With significant profit growth, an improved charter program and continued investment activity in modern vessels, the company continues to implement its strategy of transitioning to an LNG-focused fleet.

Recent capital restructuring and corporate governance moves further strengthen CCEC’s position in the rapidly evolving global natural gas market.

Performance

Capital Clean Energy Carriers Corp. (CCEC) reported strong profitability in the third quarter of 2025, according to its financial results.

The NASDAQ-listed shipping company reported net income of 23.1 million dollars, compared to 16.1 million in the same quarter of 2024, an increase of 43.5%.

Revenues stood at 99.5 million, compared to 102.4 million last year, with the decrease attributable to periods of downtime of the LNG carriers “Aristos I” and “Aristidis I” due to five-year special inspections.

This impact was partially offset by the commencement of a long-term charter of the “Axios II”.

Total expenses amounted to 49.5 million dollars (up from 46.9 million), with ship operating costs increasing to 20.5 million dollars due to inspections.
Depreciation and amortization remained flat at 23.1 million dollars, while general and administrative expenses decreased to 3.6 million from 4.7 million.

A significant improvement was recorded in financial expenses, which decreased to 26.9 million dollars from 39.5 million dollars, due to lower debt and lower borrowing costs.

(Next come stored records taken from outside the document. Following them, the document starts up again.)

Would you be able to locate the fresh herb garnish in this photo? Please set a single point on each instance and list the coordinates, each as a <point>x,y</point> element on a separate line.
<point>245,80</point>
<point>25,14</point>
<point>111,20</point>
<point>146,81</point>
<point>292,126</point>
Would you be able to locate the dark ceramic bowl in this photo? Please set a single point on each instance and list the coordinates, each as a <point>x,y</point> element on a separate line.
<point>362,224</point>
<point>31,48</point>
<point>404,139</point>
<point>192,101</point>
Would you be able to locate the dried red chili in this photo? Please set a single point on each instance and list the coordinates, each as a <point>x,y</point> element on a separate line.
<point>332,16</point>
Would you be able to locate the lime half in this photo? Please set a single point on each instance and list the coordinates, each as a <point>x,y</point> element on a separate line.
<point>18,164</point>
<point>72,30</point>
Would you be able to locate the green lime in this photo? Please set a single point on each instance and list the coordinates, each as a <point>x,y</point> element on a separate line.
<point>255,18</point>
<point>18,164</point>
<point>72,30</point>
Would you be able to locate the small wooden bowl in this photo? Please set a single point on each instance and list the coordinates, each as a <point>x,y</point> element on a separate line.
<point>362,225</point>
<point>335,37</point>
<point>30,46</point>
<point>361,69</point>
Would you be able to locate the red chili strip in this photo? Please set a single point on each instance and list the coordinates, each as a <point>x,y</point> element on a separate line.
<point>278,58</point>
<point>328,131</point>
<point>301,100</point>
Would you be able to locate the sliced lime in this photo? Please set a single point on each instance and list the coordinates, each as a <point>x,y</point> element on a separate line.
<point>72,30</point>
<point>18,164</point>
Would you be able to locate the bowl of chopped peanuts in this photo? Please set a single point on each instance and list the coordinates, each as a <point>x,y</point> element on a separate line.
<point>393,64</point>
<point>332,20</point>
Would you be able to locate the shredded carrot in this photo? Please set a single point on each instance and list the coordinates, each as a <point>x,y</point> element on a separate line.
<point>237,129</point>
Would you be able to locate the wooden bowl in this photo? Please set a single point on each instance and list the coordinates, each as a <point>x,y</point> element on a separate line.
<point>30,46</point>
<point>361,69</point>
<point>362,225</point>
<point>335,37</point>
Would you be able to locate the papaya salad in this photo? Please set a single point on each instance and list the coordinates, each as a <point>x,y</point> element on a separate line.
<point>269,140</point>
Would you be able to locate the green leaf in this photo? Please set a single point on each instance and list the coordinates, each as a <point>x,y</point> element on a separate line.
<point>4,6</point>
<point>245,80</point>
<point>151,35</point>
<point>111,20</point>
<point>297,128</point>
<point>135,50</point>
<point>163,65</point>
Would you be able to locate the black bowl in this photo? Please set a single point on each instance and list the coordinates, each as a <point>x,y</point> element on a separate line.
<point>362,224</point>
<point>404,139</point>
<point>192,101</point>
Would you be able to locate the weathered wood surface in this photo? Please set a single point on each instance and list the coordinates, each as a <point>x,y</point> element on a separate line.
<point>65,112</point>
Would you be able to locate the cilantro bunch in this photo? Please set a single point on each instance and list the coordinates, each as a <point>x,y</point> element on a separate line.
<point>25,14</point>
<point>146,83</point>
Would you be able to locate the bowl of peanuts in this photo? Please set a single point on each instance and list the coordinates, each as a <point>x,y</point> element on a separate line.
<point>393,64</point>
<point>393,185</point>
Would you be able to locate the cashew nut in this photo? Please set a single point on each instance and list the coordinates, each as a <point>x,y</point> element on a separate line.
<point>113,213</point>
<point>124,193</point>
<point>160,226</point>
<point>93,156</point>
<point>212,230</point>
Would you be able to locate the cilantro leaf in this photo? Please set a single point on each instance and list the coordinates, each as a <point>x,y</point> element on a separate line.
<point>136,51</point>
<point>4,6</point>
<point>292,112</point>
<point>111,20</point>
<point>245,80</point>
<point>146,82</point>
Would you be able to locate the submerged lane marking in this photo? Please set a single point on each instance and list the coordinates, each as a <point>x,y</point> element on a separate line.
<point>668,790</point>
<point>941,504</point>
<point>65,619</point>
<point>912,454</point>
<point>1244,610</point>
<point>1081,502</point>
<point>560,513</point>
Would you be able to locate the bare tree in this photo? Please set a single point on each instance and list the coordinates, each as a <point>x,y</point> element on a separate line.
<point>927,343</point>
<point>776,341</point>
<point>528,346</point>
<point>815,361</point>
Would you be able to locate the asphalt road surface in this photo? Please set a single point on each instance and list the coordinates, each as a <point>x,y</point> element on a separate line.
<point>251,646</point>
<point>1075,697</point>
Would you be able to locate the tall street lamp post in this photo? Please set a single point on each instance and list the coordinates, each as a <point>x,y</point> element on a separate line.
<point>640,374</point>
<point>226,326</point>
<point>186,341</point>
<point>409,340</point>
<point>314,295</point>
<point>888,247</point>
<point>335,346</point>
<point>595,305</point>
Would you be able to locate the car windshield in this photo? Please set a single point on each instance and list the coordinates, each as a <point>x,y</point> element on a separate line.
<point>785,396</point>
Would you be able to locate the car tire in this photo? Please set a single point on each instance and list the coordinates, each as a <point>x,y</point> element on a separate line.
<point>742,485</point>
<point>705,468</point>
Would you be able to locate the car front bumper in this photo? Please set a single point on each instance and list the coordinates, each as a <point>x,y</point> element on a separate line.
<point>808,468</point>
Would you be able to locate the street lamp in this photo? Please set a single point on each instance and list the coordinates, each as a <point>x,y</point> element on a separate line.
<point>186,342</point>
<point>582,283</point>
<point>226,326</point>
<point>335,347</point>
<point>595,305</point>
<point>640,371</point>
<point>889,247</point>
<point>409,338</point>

On October 22, 2025, the company’s Board of Directors declared a cash dividend of 0.15/share for the third quarter of 2025, payable on November 13, 2025, to shareholders of record on November 3, 2025.

The company’s CEO, Jerry Kalogiratos, highlighted that the third quarter of 2025 was another period of high performance and strategic successes for the company.

He added that CCEC secured a long-term charter for another LNG carrier under construction, ahead of its delivery, further enhancing the diversification of its customer base.

The total duration of the outstanding contracts now stands at 6.9 years, with contracted revenues of 3 billion dollars, enhancing the visibility of future cash flows.

He also added that financing for six DF MGCs and four LCO2/multi-gas carriers has been completed, confirming the company’s flexibility and commitment to its investment plan.